The return of cricket to the BBC was slick and cool, but could it have done with more Danny Morrison?
@Ben_Wisden 5 minute read
Ben Gardner finds the return of cricket to the BBC assured and accomplished, but lacking in the enthusiasm to hook all first-time viewers.
So there you have it. After 21 years, cricket was back where it belongs: in front of the masses on a sleepy Sunday afternoon. The game was close to a thriller, with all the players you’d want to see succeed coming and going politely, each adorning the contest although none dominated.
Babar Azam made yet another half-century, never mind that it was slow enough to probably lose the game. Adil Rashid bamboozled in the middle overs. Tom Banton and Jonny Bairstow exploded at the top. Eoin Morgan and Dawid Malan took England within touching distance. And Moeen Ali had the good grace to make the finish a tight one.
The coverage itself had a similarly restrained feel. The graphics shone brightly, and there were a few TMS hangover in-jokes, but on the whole, the imagined new fan would have found little to put them off, and much to keep them around. Isa Guha as host was immensely assured and sensibly softball. “How well is he hitting them?” she asked James Anderson of Eoin Morgan’s latest six-hitting blitz, only just inflecting the question enough to make it not entirely rhetorical.
Phil Tufnell was wisely moved aside into a sort of floating grandfather role, with colourful, clear explanations of the rules serving as a welcome introduction to proceedings. James Anderson and Shan Masood were polished, dapper, insightful and happy to joke about their rivalry with each other.
Michael Vaughan, meanwhile, trended on Twitter for his supposedly poor performance. He did talk slightly too much – a side-effect of a summer spent on the radio, where you can’t let the pictures do the talking and so have to do it yourself – and there were some tactical misunderstandings. Yes, Banton did need to play the shot that got him out because that’s how T20 works; you play as many shots as you feasibly can, and some of them get you out. But he is natural enough behind the mic, and popular enough outside the Twittersphere, that if you weren’t looking for it, he wouldn’t have been noticeably bad. Apart from the horrendous big trainers/no socks combo.

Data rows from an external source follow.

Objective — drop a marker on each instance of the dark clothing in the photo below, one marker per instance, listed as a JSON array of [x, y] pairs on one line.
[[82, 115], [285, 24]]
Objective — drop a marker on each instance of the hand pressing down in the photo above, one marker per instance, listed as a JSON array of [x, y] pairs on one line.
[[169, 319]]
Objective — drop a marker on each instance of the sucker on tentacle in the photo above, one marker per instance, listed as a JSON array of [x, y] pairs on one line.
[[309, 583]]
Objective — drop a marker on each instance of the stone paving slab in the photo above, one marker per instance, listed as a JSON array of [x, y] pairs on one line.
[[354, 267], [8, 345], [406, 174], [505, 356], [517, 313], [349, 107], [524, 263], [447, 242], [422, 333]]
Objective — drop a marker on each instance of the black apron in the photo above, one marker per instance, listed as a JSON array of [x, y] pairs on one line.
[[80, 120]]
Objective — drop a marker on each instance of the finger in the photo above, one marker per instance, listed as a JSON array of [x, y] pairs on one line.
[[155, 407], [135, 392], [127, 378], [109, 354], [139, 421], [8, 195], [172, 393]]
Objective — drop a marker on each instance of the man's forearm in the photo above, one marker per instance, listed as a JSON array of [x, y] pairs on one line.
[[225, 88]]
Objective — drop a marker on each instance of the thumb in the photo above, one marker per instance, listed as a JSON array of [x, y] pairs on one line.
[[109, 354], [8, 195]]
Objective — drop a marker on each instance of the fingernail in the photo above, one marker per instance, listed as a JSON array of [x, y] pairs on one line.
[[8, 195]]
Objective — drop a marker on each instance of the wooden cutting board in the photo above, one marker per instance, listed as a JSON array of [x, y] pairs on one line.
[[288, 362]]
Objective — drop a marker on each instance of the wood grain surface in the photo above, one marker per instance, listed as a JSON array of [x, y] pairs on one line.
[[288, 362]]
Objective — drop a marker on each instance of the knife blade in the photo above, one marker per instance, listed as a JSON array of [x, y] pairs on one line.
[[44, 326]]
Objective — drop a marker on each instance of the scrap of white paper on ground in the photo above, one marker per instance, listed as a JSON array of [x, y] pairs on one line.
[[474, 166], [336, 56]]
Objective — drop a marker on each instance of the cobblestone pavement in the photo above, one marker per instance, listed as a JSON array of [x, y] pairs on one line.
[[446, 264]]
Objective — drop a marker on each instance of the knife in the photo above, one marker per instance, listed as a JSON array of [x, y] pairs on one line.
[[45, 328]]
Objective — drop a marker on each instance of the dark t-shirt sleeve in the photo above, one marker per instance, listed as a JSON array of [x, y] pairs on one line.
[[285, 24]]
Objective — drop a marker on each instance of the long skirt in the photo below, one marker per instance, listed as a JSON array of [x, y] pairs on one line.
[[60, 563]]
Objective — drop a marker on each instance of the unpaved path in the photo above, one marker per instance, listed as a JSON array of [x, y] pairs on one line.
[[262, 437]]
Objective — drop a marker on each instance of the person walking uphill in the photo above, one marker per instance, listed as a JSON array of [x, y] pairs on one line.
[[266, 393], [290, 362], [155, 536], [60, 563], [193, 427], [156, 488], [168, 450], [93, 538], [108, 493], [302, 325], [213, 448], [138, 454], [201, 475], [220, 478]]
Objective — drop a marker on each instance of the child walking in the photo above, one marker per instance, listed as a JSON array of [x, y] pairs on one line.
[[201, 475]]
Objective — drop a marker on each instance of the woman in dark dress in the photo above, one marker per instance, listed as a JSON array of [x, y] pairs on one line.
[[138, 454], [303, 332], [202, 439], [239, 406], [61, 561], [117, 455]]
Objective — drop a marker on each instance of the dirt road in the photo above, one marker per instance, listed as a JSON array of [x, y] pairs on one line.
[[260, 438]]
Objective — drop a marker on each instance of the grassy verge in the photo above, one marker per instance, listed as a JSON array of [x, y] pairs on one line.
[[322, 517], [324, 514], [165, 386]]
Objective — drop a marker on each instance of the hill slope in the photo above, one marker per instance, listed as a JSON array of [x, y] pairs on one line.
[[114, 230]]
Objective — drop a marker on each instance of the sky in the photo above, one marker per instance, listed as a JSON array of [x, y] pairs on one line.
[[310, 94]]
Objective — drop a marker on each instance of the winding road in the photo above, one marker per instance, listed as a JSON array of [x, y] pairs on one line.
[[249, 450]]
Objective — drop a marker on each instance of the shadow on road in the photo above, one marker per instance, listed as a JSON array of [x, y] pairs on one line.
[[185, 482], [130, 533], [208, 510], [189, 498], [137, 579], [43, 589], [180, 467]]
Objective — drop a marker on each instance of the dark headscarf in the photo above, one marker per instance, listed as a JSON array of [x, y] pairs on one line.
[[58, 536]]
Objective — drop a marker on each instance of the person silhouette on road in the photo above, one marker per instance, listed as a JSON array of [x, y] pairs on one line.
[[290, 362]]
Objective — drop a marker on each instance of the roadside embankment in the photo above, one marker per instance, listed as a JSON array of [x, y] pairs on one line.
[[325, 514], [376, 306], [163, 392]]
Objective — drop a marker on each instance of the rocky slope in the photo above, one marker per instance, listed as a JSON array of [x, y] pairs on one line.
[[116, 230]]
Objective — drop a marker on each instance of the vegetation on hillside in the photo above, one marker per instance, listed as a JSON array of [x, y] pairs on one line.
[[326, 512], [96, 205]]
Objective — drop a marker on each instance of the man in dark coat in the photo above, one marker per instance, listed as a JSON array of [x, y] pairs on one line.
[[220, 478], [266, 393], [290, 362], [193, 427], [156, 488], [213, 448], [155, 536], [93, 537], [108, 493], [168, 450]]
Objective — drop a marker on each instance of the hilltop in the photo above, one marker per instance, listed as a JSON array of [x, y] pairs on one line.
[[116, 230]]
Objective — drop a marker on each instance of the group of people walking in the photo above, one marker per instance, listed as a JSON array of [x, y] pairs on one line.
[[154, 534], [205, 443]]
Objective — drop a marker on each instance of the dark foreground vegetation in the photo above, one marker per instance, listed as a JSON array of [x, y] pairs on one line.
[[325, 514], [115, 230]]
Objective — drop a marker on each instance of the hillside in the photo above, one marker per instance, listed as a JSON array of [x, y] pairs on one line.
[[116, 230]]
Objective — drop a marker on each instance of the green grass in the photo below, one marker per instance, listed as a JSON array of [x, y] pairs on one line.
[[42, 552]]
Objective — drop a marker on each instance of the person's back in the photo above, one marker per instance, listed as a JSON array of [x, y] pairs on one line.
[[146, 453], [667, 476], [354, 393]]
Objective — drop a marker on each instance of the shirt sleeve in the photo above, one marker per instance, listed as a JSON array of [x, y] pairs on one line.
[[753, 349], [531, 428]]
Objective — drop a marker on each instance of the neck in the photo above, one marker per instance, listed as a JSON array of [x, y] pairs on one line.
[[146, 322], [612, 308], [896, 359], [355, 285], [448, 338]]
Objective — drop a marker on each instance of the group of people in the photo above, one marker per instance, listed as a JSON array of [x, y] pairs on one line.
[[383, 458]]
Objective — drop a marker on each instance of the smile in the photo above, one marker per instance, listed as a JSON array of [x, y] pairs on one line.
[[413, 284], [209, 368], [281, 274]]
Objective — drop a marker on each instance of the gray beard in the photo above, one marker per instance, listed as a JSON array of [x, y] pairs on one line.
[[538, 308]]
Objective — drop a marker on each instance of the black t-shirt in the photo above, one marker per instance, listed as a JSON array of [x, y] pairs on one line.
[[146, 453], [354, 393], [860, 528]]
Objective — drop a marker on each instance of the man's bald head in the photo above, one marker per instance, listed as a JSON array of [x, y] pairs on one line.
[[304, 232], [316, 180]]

There were other, more jarring missteps. Aatif Nawaz and Yasir Arafat strangely toured the empty stands, the vox poppers without a crowd or anything to say, and Nawaz’s opening ‘explainer’ of Pakistan cricket missed the mark. The attempted screwball style didn’t quite land – cuts and ‘are we done yets?’ aplently, but little in the way of an actual punchline – and too much knowledge was assumed of what we hope were the thousands of casual viewers listening in.
How many would know who the namechecked Zaheer Abbas was, or understand what is being brushed over when he says, “I don’t want to talk about the bad stuff”? There is enough genuinely universal and inspiring in the Pakistan story – the undying support in a country where the team, until recently, have rarely been able to play, and them becoming the No.1 T20I side despite that – that the nods and winks could have been left to one side.
Still, if Nawaz’s error was in trying to be slick and failing, the bigger regret, was that slick and cool seemed to be the BBC’s target. Getting the product in front of the plentiful free-to-air eyeballs is most of the battle, and the coverage being an accomplished accompaniment is in some ways a success. But this, for a newcomer, could have been presented, with only a touch of exaggeration, as a truly remarkable performance, the kind they were lucky to see, rather than the routine England win it was made to feel like.
It was, after all, England’s highest chase against Pakistan, and their third-highest overall, and Morgan’s vein of form is the kind very few have ever enjoyed. England’s white-ball excellence, and the 365-day thrills of the T20 circuit have numbed us to this sort of blitz, but for those tuning in for the first time, this could have been made to seem incredible. In a way, it was, as most cricket matches tend to be.
While Sky rightfully earn praise for most of what they do, maybe it’s not the Murdoch-founded broadcasting giant we should be hoping BBC’s coverage can emulate; maybe the touchpoint should be Danny Morrison, a Marmite figure among converts, but an enthusiast who rarely fails to make any game feel anything less than extraordinary. The third time you hear him, you’re wise to the trick, and it grates. But when you get one or two shots a year to win back a generation, the booming bombast could be exactly what you need.